L’idea di Müller è di nominare un commissario che riunisca le competenze sparpagliate tra Dimitris Avramopulos, commissario alle migrazioni, il vice-presidente della Commissione Frans Timmermans, primo interlocutore dell’accordo Ue-Turchia e Mrs. Pesc Federica Mogherini, che guida la lotta ai passeurs. La Commissione ha pensato a un recupero dei fondi strutturali non spesi nel periodo 2007-2013, da destinare all’aiuto ai rifugiati invece di restituirli agli stati membri: è una somma tra i 2 e i 10 miliardi (su un totale dei Fondi strutturali di 430 miliardi), una cifra da precisare a inizio 2017. C’è anche l’idea di inviare qualche centinaio di «lavoratori sociali» europei nei punti di maggiore crisi, per aiutare gli stati in prima linea.

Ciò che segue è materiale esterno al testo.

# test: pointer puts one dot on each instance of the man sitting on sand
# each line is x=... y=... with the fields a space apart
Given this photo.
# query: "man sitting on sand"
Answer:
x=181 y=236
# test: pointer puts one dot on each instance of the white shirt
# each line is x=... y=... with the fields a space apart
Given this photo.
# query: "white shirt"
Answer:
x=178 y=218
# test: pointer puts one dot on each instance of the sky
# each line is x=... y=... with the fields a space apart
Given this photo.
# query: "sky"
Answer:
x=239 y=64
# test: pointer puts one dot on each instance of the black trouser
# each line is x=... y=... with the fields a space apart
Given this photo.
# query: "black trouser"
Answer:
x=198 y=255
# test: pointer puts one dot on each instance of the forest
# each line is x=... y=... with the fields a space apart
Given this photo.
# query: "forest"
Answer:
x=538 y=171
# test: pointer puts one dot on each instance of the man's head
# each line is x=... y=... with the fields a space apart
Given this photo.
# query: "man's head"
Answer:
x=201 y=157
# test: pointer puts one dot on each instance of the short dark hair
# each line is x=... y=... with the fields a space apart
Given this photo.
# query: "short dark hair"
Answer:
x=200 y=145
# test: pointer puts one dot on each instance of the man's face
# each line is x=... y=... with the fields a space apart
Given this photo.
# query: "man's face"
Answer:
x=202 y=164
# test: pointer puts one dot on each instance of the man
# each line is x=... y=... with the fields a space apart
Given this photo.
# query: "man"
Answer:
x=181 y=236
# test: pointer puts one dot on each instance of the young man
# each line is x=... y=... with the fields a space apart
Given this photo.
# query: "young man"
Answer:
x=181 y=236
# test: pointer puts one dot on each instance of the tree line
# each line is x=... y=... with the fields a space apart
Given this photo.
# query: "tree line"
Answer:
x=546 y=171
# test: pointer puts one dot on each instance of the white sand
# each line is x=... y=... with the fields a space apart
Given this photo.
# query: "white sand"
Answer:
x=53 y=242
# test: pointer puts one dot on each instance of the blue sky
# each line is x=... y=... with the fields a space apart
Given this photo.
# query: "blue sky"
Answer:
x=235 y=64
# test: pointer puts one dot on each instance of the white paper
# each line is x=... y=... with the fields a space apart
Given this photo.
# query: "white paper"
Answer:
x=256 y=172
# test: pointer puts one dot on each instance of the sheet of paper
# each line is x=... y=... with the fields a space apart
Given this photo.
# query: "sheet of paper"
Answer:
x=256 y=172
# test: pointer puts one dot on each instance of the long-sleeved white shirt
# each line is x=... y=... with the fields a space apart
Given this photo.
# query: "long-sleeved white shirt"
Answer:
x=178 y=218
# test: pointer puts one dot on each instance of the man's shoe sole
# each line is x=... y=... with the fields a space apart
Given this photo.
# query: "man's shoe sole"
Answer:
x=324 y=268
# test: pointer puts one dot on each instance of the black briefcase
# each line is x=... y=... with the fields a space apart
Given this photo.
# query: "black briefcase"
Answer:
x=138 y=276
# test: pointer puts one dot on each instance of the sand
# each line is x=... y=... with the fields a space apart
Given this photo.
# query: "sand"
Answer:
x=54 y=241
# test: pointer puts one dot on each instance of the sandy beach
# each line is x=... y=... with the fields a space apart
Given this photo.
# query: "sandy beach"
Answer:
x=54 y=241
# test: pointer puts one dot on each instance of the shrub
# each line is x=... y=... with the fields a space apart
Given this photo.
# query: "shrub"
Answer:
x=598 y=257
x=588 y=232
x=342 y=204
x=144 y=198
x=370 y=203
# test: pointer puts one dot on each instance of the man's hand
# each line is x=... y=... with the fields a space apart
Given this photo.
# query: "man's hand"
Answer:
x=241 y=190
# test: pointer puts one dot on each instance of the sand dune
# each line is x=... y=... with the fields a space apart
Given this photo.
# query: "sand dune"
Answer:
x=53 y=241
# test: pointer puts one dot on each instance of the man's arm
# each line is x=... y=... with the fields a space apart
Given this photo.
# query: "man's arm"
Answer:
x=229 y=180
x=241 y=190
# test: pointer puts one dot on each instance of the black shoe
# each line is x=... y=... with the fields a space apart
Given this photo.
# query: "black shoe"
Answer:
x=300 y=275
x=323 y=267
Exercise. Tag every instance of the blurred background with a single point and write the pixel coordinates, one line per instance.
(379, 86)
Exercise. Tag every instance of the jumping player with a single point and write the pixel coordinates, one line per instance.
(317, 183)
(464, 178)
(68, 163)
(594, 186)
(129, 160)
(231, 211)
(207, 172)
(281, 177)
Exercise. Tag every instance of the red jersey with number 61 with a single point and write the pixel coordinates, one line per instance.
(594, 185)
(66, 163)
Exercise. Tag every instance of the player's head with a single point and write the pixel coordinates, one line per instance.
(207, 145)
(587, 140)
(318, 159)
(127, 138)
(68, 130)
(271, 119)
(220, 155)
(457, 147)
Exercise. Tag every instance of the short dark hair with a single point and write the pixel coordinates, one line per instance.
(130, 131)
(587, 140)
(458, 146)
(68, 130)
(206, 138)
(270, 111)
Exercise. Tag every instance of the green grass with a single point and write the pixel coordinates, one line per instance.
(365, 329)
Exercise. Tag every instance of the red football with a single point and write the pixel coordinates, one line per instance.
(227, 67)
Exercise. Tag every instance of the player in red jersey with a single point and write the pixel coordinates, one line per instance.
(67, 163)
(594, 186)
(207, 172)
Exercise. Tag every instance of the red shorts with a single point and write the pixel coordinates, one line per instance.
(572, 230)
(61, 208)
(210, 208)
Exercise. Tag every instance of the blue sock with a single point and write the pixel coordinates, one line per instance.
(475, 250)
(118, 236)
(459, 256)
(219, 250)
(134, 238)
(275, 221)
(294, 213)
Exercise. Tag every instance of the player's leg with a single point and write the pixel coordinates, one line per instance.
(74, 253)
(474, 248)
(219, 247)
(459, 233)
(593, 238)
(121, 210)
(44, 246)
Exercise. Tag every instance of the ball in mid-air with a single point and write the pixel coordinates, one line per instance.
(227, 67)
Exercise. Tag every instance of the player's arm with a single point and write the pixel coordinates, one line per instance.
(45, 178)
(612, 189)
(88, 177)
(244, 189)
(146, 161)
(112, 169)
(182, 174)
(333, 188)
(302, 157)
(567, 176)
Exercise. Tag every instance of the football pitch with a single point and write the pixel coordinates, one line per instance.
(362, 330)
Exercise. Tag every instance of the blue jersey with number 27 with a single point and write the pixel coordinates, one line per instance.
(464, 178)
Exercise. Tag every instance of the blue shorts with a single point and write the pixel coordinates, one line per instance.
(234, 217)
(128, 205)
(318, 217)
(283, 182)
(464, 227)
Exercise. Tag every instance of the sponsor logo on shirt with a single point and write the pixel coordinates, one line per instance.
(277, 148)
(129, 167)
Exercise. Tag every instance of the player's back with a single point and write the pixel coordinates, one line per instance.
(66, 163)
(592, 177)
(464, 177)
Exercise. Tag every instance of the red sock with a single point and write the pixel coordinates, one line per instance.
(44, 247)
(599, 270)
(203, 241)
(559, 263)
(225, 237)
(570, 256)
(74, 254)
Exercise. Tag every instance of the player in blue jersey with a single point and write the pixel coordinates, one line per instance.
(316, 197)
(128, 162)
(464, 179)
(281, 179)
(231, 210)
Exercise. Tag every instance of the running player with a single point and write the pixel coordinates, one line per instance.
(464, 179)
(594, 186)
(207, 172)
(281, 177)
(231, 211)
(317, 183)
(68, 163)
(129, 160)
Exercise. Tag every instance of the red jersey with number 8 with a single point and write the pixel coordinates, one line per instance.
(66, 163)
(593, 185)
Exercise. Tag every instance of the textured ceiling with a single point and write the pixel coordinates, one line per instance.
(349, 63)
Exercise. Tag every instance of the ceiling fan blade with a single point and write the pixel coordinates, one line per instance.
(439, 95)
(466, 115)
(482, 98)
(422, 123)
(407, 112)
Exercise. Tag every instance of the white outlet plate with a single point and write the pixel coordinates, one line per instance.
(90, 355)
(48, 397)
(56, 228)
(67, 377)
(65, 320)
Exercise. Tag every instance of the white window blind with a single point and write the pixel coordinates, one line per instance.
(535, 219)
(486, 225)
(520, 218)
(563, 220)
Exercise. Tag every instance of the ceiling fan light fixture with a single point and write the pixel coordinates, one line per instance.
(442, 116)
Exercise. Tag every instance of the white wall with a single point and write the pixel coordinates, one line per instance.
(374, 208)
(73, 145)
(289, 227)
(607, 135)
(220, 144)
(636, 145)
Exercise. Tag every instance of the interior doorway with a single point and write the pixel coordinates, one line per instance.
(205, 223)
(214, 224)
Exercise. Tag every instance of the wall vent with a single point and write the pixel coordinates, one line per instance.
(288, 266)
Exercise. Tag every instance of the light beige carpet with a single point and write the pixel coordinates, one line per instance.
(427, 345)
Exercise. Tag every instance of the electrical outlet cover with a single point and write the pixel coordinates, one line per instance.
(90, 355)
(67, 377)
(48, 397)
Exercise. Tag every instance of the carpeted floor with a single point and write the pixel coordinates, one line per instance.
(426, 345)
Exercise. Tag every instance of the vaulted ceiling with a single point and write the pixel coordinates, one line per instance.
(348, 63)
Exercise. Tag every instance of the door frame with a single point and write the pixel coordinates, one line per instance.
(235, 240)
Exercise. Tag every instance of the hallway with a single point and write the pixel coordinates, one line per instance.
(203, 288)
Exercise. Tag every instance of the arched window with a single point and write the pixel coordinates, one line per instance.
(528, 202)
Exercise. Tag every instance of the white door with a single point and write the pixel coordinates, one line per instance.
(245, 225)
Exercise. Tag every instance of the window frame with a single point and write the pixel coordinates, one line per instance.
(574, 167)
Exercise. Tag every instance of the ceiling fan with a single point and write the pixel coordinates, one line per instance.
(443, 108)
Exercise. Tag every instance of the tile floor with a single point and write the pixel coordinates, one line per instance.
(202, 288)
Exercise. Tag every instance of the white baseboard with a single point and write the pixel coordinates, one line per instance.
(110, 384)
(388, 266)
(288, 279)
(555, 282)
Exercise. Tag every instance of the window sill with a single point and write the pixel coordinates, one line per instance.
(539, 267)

La lista delle tentate azioni Ue sui rifugiati è già lunga: azione contro i passeurs, approvata nell’aprile 2015 e iniziata a settembre, praticamente fallita; promessa di ricollocazione di 120mila rifugiati da Grecia e Italia, realizzata a meno dell’1%; a gennaio sono stati promessi soldi ai paesi del Medio Oriente, ma solo un sesto delle somme stanziate è stato inviato e a marzo c’è stato il controverso accordo con la Turchia, oggi minacciato da Erdogan. In Europa, il mondo politico soccombe. Per 31mila voti, l’Austria ha evitato l’elezione di un presidente di estrema destra il 22 maggio.

Ma le idee estremiste guadagnano terreno.

L’Olanda, fino a luglio presidente a rotazione del Consiglio Ue, difende l’idea tedesca della ricollocazione dei rifugiati, ma per le legislative del 2017 il partito di Geert Wilders è in testa ai sondaggi.

In Finlandia, i Veri Finlandesi sono al governo, in Danimarca l’esecutivo regge solo grazie al sostegno dell’estrema destra.

In Austria, è la politica di chiusura dell’ex premier socialdemocratico Werner Faymann che ha spianato la strada all’Fpö. Per non parlare dell’Ungheria di Viktor Orbán, della Polonia o della Slovacchia (Spd alleato con l’estrema destra), che si sono opposti alla redistribuzione dei rifugiati.

La Francia, a un anno da presidenziali e legislative, vive con la minaccia di un successo del Fronte nazionale (in Germania nei sondaggi l’Afd è al 15%).